Gastlehrer aus Deutschland

Das Schwerpunktthema der neuen Zett-Ausgabe

Dienstag, 16. Dezember 2014

Die „Zeitschrift des Zentrums für Lehrerfortbildung“ in Mediasch lässt in ihrer neuesten Ausgabe (Nummer 28/2014) ausführlich ihre „Gastarbeiter“ aus Deutschland zu Wort kommen. Gastlehrer schildern ihre „Rumänischen Impressionen“, wehmütig erinnert sich ein Fachberater von der Zentralstelle für das Auslandsschulwesen (ZfA) an gemeinsame Filmabende und die sich anschließenden anregenden Diskussionen. Beeindruckt zeigt sich mancher Gastlehrer von den Herausforderungen des rumänischen Transportwesens. Da unterscheidet er sich  nicht von den gewöhnlichen Besuchern Rumäniens.

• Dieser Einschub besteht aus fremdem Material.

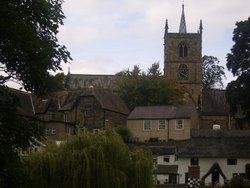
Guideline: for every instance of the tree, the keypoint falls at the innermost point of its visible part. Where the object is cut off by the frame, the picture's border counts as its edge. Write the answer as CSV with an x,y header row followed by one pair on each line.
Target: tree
x,y
29,51
29,48
212,73
90,160
238,62
16,133
138,88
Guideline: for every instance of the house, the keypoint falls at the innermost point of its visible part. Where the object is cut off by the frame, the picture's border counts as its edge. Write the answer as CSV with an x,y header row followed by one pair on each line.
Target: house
x,y
214,156
215,110
68,112
165,166
162,123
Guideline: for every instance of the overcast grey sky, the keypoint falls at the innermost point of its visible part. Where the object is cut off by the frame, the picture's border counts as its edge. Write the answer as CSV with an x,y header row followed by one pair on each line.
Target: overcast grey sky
x,y
107,36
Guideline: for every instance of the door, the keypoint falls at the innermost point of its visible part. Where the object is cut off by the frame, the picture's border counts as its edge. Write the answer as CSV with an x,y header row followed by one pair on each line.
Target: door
x,y
215,176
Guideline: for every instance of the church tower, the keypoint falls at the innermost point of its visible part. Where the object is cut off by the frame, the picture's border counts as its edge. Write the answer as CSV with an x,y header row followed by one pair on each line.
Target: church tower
x,y
183,59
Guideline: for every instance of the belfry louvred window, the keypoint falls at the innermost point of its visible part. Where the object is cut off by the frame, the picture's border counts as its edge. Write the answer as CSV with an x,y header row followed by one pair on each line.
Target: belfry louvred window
x,y
183,50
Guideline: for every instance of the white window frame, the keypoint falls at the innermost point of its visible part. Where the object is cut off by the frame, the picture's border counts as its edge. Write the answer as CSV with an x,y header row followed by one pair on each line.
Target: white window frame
x,y
165,124
47,131
52,116
144,125
167,157
88,111
66,117
177,124
53,131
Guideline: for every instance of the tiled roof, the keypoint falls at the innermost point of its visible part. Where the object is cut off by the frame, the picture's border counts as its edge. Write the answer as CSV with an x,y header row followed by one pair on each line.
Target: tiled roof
x,y
217,144
162,112
214,103
65,100
162,150
166,169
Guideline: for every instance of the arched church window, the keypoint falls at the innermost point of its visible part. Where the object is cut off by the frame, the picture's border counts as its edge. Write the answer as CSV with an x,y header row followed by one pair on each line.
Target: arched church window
x,y
183,72
183,50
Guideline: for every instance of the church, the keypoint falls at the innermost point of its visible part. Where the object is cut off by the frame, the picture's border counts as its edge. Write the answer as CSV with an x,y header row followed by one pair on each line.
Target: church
x,y
183,64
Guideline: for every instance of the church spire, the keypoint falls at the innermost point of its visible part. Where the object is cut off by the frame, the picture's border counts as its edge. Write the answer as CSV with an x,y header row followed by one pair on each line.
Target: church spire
x,y
183,28
166,28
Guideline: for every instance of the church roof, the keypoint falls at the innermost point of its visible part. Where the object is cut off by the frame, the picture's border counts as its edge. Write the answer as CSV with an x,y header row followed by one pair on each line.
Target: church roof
x,y
183,28
162,112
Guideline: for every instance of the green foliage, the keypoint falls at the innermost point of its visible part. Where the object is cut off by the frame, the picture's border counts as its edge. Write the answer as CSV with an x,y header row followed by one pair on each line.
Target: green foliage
x,y
90,160
29,48
29,51
238,62
125,133
16,133
239,182
138,88
212,73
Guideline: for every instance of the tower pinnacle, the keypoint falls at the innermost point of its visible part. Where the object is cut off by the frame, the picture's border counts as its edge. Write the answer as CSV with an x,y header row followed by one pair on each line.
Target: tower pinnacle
x,y
183,28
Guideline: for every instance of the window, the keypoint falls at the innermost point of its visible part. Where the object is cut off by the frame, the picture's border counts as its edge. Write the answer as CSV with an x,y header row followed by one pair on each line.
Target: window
x,y
231,161
183,50
83,128
147,125
53,131
161,124
66,117
88,111
195,161
47,131
51,116
183,72
179,124
166,159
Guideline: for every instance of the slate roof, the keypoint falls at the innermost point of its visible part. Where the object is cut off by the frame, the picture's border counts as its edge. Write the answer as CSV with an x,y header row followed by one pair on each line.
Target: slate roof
x,y
162,150
217,144
162,112
66,100
166,169
214,103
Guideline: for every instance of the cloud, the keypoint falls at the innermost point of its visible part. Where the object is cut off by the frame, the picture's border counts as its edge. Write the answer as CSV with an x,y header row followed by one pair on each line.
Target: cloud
x,y
105,36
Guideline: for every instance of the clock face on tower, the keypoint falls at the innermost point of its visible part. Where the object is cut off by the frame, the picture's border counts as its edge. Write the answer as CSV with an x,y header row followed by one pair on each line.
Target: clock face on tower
x,y
183,73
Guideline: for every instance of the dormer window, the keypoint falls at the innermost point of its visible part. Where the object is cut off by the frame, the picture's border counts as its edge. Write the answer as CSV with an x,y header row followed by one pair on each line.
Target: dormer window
x,y
183,50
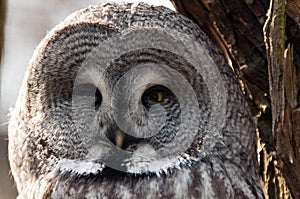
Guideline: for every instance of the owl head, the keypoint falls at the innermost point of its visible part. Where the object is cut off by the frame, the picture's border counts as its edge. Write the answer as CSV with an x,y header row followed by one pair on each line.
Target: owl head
x,y
131,101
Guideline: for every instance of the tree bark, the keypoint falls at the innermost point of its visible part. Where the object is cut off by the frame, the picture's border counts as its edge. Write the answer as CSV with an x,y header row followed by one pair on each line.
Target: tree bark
x,y
264,51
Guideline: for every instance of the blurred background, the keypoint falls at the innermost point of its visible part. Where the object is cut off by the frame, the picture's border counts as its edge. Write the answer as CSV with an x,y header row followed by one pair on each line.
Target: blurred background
x,y
26,23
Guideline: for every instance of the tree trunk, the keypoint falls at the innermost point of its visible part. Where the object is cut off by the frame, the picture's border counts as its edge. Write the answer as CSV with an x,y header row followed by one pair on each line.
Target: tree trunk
x,y
260,40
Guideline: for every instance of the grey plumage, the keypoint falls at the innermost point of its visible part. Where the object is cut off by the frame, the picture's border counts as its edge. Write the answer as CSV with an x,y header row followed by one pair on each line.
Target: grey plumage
x,y
131,101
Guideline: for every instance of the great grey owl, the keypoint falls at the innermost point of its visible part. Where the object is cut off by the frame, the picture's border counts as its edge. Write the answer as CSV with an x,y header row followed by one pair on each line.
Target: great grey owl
x,y
131,101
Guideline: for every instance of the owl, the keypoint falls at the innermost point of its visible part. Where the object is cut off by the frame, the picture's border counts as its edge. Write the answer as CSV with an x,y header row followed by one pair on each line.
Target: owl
x,y
125,100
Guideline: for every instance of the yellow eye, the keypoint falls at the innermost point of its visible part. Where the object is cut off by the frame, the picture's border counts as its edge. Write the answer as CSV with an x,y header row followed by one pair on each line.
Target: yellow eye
x,y
156,96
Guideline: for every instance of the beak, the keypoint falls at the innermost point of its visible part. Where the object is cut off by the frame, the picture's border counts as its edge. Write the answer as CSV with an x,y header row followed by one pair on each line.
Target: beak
x,y
119,138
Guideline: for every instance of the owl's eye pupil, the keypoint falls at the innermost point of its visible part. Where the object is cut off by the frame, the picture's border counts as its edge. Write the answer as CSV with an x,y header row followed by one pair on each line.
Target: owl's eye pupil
x,y
156,97
156,94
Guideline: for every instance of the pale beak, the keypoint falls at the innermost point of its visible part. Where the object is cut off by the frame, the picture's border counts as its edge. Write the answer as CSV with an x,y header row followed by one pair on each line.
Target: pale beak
x,y
119,138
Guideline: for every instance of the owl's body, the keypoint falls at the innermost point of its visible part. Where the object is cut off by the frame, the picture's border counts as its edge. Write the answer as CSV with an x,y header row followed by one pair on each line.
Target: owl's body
x,y
70,136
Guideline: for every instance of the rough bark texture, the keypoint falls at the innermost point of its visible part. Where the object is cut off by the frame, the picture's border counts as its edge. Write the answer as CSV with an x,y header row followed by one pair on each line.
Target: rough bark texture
x,y
260,40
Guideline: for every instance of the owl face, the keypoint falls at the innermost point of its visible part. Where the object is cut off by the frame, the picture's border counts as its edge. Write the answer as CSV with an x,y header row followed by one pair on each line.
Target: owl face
x,y
128,101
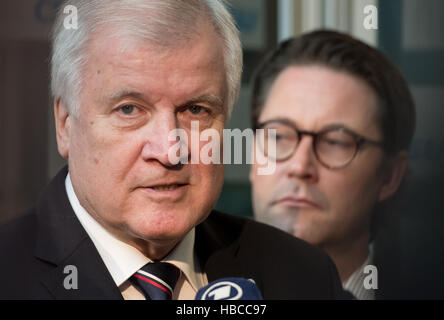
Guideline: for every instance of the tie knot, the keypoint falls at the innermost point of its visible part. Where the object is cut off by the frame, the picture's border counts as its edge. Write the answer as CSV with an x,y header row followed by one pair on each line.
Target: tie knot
x,y
157,280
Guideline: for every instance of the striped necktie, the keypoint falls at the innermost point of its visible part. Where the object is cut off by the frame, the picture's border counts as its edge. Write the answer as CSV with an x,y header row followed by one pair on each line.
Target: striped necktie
x,y
157,280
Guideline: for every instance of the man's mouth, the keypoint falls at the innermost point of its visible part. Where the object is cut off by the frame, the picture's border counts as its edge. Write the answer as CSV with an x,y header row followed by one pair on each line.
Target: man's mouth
x,y
169,187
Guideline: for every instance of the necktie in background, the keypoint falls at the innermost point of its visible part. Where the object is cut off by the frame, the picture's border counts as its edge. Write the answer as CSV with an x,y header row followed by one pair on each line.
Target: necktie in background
x,y
157,280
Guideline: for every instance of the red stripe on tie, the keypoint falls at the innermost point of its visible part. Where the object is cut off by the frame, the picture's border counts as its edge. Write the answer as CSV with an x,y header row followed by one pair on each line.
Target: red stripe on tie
x,y
153,283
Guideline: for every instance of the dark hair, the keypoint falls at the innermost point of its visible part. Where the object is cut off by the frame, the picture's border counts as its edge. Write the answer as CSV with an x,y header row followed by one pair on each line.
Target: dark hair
x,y
343,53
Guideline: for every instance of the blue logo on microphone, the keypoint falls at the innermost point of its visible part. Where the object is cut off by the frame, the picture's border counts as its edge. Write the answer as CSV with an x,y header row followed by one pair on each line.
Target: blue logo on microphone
x,y
224,290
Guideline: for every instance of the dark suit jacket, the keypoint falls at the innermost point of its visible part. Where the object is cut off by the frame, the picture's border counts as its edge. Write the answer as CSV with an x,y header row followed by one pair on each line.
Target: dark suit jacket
x,y
36,248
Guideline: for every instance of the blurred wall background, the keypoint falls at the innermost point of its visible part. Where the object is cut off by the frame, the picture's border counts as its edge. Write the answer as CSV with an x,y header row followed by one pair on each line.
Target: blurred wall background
x,y
409,32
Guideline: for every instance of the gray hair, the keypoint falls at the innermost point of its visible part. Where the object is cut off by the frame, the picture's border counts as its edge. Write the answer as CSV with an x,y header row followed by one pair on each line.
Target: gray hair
x,y
163,22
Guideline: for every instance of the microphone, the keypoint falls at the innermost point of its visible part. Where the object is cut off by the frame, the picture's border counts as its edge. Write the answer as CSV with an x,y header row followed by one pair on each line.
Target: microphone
x,y
230,289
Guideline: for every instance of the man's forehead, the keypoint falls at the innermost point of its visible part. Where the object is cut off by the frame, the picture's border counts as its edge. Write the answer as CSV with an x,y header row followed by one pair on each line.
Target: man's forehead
x,y
316,97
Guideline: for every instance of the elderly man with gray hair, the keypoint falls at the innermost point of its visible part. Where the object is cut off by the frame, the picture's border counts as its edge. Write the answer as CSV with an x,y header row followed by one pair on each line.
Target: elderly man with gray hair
x,y
122,221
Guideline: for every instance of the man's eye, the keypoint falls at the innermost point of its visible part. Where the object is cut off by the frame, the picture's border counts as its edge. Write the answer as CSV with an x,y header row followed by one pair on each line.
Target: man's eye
x,y
128,109
195,109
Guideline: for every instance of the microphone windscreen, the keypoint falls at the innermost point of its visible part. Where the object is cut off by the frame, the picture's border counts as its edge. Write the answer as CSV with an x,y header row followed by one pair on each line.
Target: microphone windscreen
x,y
230,289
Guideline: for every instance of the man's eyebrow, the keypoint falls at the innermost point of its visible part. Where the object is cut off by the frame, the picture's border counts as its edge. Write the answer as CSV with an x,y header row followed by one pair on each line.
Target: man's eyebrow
x,y
210,99
124,93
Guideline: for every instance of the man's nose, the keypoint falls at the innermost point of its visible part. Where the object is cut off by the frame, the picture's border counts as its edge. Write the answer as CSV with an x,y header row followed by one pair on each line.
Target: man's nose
x,y
303,163
157,144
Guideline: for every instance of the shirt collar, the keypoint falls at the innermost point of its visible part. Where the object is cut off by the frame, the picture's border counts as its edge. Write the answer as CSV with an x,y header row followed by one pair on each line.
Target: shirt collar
x,y
123,260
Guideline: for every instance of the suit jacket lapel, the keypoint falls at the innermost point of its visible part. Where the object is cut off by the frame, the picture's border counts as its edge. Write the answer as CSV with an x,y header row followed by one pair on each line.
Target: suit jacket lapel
x,y
61,242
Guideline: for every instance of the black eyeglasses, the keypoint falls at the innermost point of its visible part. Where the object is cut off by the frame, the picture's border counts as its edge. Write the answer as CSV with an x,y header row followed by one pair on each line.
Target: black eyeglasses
x,y
335,147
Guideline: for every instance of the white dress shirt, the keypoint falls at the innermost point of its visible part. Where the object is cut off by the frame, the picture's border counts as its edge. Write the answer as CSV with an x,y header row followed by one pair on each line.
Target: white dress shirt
x,y
123,260
355,283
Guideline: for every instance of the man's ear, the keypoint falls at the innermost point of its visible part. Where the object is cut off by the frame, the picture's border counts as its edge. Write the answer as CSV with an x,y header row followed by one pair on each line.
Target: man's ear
x,y
63,127
393,175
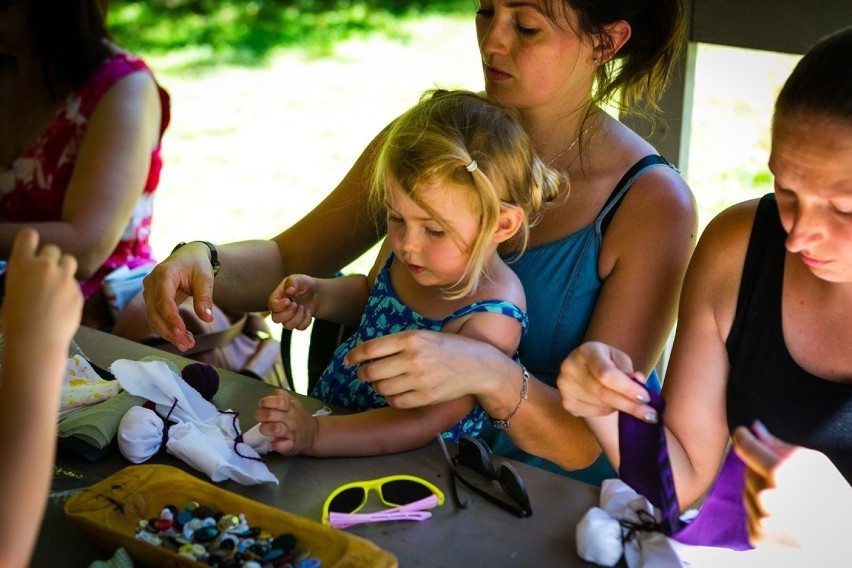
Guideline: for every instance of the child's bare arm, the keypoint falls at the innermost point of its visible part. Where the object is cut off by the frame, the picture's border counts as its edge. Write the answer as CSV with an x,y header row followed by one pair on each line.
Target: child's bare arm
x,y
377,431
300,298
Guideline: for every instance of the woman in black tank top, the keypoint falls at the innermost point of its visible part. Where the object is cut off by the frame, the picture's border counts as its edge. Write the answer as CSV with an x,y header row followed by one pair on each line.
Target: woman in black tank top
x,y
764,325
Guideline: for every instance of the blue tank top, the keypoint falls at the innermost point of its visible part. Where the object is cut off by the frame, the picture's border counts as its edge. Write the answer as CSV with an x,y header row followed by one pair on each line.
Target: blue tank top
x,y
562,284
385,314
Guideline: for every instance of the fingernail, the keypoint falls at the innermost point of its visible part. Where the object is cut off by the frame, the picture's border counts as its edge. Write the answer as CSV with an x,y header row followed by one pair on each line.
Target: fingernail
x,y
759,427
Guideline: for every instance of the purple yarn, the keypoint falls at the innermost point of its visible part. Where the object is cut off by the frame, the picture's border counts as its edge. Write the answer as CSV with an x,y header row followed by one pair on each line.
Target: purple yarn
x,y
203,378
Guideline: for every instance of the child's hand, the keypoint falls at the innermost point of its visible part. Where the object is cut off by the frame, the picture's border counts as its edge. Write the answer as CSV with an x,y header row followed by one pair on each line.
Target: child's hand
x,y
43,300
294,302
283,418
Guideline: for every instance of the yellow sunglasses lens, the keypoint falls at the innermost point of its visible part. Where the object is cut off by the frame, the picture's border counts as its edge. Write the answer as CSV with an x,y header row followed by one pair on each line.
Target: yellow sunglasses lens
x,y
394,491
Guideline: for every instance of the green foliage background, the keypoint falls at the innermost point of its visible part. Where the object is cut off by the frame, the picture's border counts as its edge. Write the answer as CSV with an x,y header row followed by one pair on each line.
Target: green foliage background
x,y
247,32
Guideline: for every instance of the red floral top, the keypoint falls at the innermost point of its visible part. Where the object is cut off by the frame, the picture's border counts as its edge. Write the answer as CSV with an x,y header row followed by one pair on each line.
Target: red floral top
x,y
33,188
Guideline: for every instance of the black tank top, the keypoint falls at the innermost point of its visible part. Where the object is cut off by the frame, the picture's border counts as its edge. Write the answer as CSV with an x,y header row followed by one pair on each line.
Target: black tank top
x,y
765,383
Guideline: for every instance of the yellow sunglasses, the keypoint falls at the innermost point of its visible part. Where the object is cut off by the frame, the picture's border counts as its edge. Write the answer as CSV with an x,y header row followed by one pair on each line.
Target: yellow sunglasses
x,y
404,492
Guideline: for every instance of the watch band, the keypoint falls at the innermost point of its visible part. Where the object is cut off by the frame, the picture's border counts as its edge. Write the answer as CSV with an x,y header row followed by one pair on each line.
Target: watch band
x,y
214,254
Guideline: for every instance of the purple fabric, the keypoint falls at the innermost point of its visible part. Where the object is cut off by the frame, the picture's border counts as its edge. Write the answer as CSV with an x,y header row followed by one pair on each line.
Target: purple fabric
x,y
645,463
645,467
722,519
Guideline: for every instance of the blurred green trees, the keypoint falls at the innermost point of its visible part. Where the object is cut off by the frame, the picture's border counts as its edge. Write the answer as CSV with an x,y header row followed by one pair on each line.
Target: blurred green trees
x,y
246,31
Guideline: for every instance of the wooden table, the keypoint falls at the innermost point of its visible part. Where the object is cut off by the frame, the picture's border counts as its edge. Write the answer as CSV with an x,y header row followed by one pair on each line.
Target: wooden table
x,y
482,535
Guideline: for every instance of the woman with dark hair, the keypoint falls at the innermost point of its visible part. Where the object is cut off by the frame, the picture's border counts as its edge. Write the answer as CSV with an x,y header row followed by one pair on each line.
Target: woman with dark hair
x,y
766,311
606,263
80,128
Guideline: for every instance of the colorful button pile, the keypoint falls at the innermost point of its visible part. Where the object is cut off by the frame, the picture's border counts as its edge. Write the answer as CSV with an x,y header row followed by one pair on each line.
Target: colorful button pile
x,y
223,540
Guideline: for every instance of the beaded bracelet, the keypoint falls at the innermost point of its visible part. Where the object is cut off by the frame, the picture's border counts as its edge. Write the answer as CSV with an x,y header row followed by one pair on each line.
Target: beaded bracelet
x,y
504,423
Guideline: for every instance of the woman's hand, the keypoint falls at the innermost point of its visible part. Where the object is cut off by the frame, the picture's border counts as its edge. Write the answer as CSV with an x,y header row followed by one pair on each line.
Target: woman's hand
x,y
596,379
186,272
43,302
418,368
294,302
795,497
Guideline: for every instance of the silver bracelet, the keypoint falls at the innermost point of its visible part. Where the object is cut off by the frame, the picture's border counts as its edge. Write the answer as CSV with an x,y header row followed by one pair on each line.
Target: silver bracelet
x,y
504,423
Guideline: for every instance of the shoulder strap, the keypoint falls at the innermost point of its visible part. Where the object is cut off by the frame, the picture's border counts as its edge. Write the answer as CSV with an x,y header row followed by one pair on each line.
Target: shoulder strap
x,y
493,306
624,184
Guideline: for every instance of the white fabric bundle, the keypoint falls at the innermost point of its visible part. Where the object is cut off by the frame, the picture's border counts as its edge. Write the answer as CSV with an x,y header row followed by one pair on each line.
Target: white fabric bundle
x,y
602,539
199,434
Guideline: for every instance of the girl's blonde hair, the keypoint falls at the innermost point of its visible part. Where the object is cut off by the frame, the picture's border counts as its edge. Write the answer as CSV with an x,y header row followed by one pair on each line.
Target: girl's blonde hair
x,y
464,139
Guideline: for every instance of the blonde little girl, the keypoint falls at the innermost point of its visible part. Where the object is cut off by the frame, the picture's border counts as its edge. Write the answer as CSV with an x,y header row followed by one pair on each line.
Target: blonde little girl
x,y
457,177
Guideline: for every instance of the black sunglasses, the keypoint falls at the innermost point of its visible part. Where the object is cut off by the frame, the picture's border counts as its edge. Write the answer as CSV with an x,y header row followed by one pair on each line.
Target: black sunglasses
x,y
475,455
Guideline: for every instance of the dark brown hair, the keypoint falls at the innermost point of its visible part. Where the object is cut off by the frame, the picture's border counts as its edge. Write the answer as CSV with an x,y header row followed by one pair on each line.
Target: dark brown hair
x,y
641,69
821,82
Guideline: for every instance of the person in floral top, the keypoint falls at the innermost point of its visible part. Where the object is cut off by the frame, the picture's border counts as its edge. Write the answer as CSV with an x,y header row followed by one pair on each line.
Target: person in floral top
x,y
81,123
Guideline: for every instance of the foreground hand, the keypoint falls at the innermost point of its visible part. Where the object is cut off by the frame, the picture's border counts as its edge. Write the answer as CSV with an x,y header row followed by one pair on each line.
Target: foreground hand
x,y
185,273
596,379
294,302
418,368
43,300
283,418
795,497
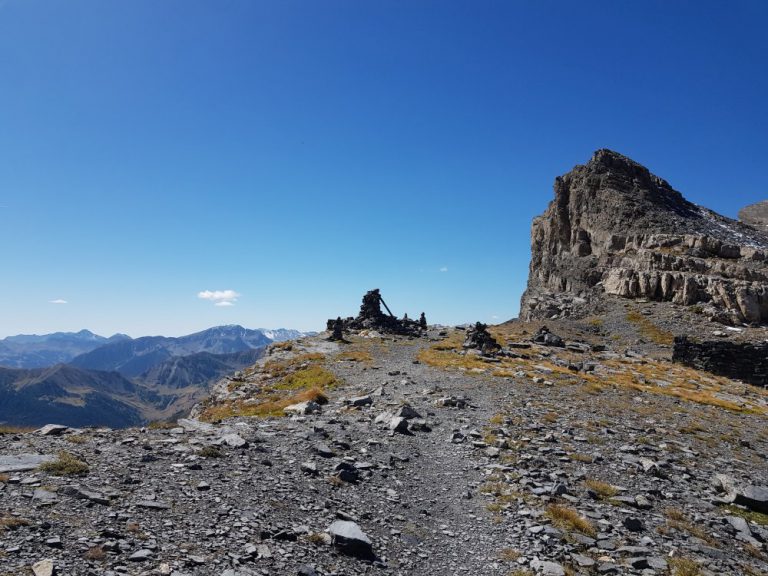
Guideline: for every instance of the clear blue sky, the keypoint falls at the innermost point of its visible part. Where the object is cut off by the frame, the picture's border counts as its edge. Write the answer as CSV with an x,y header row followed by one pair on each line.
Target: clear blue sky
x,y
299,153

Während ZfA-Fachberater Dieter Jaeschke seine Fahrradfahrten durch Bukarest genießt, schildert Peter Diekel seine lang zurückliegende abenteuerliche Busfahrt zu den Moldau-Klöstern, und Christian Lichtenberg scheint noch ganz erfüllt von seinen Eindrücken aus dem ländlichen Leben in der Maramureş. Positiv überrascht zeigt sich Susann Danowsky über die freundlichen Sitten anlässlich der Verleihung des DSD II Sprachdiploms und ungläubig staunt Sabine Brünig über den Verlauf einer Schulinspektion.  Beinahe philosophisch sinniert Rainer Bräuer über seine Zeit in der Zentrale in Mediasch, wo er die „Vergangenheit in der Gegenwart“ verorten will.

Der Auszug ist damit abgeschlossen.